Some women will make an informed decision not to have prophylactic Anti-D during pregnancy. However, should a sensitising event occur they will always be advised to have an injection of Anti-D after each known ‘event’. The only circumstances in which you may not need the anti-D injection are where you have chosen to be sterilised, or you are certain that you won’t be having any more children. However, if there is any possibility that you will become pregnant again your midwife and doctor will always recommend that you have the Anti-D injection.

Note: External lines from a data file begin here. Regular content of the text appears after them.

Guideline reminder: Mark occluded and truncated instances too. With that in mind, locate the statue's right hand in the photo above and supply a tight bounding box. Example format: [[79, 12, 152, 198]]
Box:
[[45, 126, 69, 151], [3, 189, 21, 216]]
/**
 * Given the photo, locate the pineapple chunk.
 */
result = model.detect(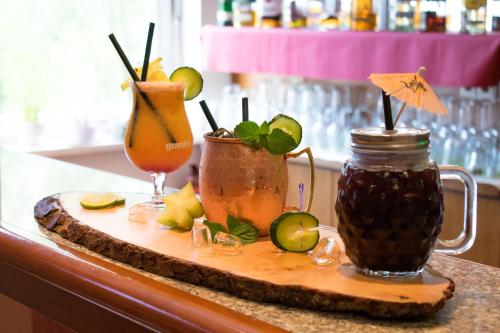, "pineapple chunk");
[156,183,203,230]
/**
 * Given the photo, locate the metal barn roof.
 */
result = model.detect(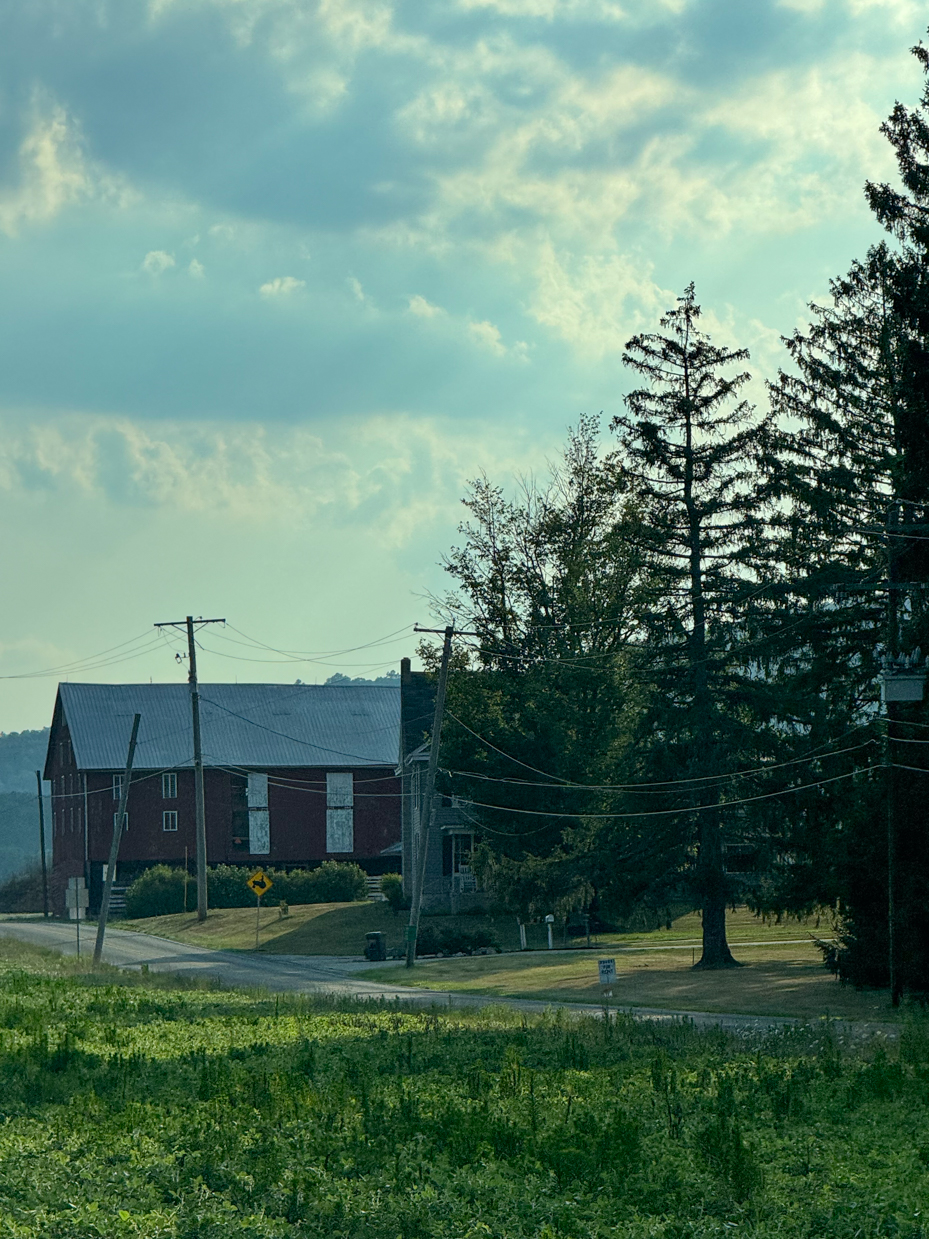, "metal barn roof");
[50,684,400,771]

Anti-D immunoglobulin after your baby’s birth

As previously mentioned, once your baby has been born, a sample of your baby’s blood will be taken from the section of umbilical cord attached to the placenta. This blood sample is sent to a laboratory to check your baby’s Blood Group and Rhesus factor. If you are Rhesus D negative and your baby is found to be Rhesus D positive, and you haven’t already been sensitised, you will be offered an injection of Anti-D immunoglobulin within 72 hours of giving birth. The injection acts by coating your baby’s blood cells to disguise them from your body’s immune system. This prevents anti bodies being made to destroy the baby’s blood cells before they degrade naturally.

The information provided in this article is, by its nature, rather complex. We therefore recommend that you discuss this topic in greater detail with your own midwife or doctor, to ensure your understanding and are able to make informed decisions.